Continuing, Farley said, “To then take taxpayer money and give it to a coal company to try to sweeten the deal so that they can get this thing going and keep their money going; to keep their failed business model propped up because we as a state decided to hand out money to a failing industry. That’s just flat out wrong. And it’s just not going to provide sustainable jobs in the future.”


Smith says there are potential buyers. There is significant activity and significant interest in NGS and these legislations are going to help do that.
“This actually satisfies and rectifies an injustice of the past,” said Sen. Sonny Borrelli (R-Lake Havasu City), who voted yes on the measure. “If the NGS does close, (it’s) totally going to affect (Page Hospital). Ratifying or rectifying the past, this is exactly what this legislation does because this repeals an unjust tax.”


Diné Sen. Jamescita Peshlakai (D-Cameron) says one of the arguments for these measures was that the TPT is an illegal unlawful tax, some of which were collected on tribal lands.


“That tax was collected for five decades,” she explained. “Millions … of dollars came to the Arizona general fund. (Those) millions were redistributed to other places other than where the taxes were collected. The communities around (NGS), a lot of them don’t have electricity and running water. One of the discussions moving forward after this session is how does that money go back to tribal lands? How do we get back to those people?”

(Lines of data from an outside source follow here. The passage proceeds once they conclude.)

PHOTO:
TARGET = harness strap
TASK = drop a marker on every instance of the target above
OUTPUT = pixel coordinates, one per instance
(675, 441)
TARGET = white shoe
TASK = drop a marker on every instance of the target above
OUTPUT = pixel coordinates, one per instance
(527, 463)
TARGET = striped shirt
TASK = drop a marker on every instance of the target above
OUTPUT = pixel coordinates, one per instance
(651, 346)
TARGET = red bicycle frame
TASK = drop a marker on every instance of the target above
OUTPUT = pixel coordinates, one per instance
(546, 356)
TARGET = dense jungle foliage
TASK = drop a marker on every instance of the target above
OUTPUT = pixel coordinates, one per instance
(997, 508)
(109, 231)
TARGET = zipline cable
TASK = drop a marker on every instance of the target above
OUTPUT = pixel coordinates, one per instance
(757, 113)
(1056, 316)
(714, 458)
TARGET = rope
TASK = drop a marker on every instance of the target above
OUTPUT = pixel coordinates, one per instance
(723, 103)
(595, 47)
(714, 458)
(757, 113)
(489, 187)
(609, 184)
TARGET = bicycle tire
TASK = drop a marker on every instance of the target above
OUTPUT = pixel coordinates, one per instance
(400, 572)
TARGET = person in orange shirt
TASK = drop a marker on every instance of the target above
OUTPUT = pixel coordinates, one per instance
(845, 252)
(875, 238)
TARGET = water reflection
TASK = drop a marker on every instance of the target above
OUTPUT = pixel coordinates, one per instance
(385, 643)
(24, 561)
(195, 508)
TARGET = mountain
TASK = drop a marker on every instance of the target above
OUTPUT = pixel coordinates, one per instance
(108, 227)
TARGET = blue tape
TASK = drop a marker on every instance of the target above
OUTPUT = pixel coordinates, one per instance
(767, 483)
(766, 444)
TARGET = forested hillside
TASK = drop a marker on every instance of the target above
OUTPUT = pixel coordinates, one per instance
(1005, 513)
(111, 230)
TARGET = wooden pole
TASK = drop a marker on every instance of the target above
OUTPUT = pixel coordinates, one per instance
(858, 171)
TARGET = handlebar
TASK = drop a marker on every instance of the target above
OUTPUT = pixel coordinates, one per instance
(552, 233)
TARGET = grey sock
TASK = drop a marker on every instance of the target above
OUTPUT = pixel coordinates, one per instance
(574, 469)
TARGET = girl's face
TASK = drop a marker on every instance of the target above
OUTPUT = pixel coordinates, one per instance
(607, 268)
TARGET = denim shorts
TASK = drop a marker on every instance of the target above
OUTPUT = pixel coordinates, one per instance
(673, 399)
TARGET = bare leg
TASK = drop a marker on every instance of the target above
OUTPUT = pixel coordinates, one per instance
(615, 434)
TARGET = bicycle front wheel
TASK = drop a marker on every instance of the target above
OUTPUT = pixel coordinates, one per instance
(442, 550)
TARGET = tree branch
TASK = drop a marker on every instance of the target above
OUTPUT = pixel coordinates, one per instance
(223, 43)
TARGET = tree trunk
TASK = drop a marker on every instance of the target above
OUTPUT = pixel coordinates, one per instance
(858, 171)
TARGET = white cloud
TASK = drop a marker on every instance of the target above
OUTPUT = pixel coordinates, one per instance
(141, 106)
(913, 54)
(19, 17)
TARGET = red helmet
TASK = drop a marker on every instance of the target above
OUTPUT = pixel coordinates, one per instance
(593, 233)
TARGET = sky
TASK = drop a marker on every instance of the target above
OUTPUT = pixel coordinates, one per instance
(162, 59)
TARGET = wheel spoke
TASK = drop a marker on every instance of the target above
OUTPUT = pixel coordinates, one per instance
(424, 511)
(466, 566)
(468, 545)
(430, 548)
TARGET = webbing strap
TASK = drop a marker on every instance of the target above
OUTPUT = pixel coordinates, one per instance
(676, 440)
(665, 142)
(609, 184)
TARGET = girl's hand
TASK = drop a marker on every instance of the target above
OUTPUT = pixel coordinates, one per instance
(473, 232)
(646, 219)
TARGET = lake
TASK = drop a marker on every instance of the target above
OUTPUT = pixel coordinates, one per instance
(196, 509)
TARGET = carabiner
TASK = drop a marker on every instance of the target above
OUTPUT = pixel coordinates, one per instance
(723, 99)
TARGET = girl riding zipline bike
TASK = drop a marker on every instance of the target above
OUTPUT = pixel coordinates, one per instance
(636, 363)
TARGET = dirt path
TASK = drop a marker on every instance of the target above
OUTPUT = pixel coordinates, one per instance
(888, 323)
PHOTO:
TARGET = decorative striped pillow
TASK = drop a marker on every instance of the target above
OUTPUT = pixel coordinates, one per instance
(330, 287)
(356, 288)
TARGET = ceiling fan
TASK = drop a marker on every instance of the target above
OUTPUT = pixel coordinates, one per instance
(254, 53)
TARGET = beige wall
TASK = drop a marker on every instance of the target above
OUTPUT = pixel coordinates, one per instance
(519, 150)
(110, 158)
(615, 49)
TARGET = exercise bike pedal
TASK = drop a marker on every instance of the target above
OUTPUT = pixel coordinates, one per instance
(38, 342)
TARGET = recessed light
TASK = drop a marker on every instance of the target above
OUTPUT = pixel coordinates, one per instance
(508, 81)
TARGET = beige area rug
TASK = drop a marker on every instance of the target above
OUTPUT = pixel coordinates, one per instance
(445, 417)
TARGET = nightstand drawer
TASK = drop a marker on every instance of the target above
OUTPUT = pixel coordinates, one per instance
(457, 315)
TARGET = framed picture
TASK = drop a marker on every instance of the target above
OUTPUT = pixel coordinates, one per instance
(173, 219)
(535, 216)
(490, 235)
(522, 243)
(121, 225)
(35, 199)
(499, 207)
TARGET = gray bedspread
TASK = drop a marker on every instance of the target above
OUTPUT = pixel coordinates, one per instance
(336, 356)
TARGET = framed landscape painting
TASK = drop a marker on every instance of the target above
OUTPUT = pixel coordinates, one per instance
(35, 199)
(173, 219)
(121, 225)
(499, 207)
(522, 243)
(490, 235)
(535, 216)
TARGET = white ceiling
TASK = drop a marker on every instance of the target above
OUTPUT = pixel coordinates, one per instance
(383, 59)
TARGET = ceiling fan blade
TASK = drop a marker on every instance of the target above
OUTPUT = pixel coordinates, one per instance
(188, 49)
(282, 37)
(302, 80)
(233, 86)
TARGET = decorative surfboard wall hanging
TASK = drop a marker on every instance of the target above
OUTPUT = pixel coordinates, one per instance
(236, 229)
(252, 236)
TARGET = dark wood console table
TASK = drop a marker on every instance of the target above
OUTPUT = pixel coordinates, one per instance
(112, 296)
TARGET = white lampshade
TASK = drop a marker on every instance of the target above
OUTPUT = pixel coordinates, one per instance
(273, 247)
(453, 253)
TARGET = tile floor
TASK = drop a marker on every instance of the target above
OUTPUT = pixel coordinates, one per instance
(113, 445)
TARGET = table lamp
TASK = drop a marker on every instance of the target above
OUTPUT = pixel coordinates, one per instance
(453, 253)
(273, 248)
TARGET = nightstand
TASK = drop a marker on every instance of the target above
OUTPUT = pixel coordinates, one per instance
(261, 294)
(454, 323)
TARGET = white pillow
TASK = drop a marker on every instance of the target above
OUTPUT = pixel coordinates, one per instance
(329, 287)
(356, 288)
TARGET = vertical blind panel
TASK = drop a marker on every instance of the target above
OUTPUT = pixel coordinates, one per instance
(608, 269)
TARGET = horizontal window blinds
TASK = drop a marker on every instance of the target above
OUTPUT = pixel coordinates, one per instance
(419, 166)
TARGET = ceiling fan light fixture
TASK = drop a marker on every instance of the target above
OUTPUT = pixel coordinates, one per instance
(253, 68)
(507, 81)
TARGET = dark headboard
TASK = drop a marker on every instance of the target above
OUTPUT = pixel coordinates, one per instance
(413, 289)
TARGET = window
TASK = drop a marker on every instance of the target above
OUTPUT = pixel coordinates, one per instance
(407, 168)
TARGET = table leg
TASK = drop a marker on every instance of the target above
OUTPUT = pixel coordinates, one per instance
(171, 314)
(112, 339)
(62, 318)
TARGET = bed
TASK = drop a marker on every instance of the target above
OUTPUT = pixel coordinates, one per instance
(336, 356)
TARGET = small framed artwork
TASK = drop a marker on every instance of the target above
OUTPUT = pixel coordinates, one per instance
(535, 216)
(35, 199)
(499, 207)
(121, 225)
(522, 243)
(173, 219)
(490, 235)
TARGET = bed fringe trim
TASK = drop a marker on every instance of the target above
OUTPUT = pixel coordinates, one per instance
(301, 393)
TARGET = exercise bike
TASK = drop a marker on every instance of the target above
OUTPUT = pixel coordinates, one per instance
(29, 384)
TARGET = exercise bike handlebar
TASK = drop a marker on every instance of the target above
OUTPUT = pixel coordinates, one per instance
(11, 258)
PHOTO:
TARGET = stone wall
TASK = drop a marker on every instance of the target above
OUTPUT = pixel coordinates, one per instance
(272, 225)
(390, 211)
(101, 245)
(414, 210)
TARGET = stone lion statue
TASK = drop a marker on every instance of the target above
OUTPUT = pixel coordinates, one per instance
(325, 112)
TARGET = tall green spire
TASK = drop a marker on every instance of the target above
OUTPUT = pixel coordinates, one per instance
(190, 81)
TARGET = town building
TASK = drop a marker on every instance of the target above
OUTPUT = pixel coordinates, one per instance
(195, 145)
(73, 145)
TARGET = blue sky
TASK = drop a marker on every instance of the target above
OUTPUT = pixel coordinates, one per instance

Sen. Lisa Otondo (D-Yuma) added, “Our answers, our culture’s answers are not always the answers for other nations and other peoples. We must be respectful of nations and their cultures.”


Otondo voted no.


“It’s unfortunate that we’re here with this bill as the vehicle that … the Navajo Nation believed should happen because I think it’s going to be another broken promise,” Farley said. “And that’s not something that anybody needs.”


Smith says this is not another broken promise as individuals need to read the entirety of the bill, which reads that the Navajo Council must approve the transfer of the plant ownership and signed by Navajo Nation President Russell Begaye.


“(The Navajo Nation) is the one that is going to drive this decision,” Smith said. “That’s a deal that they want to do. If you give all the authority to them, where it belongs, and let them map out their own future and save the jobs for their people – I think that’s tremendous.”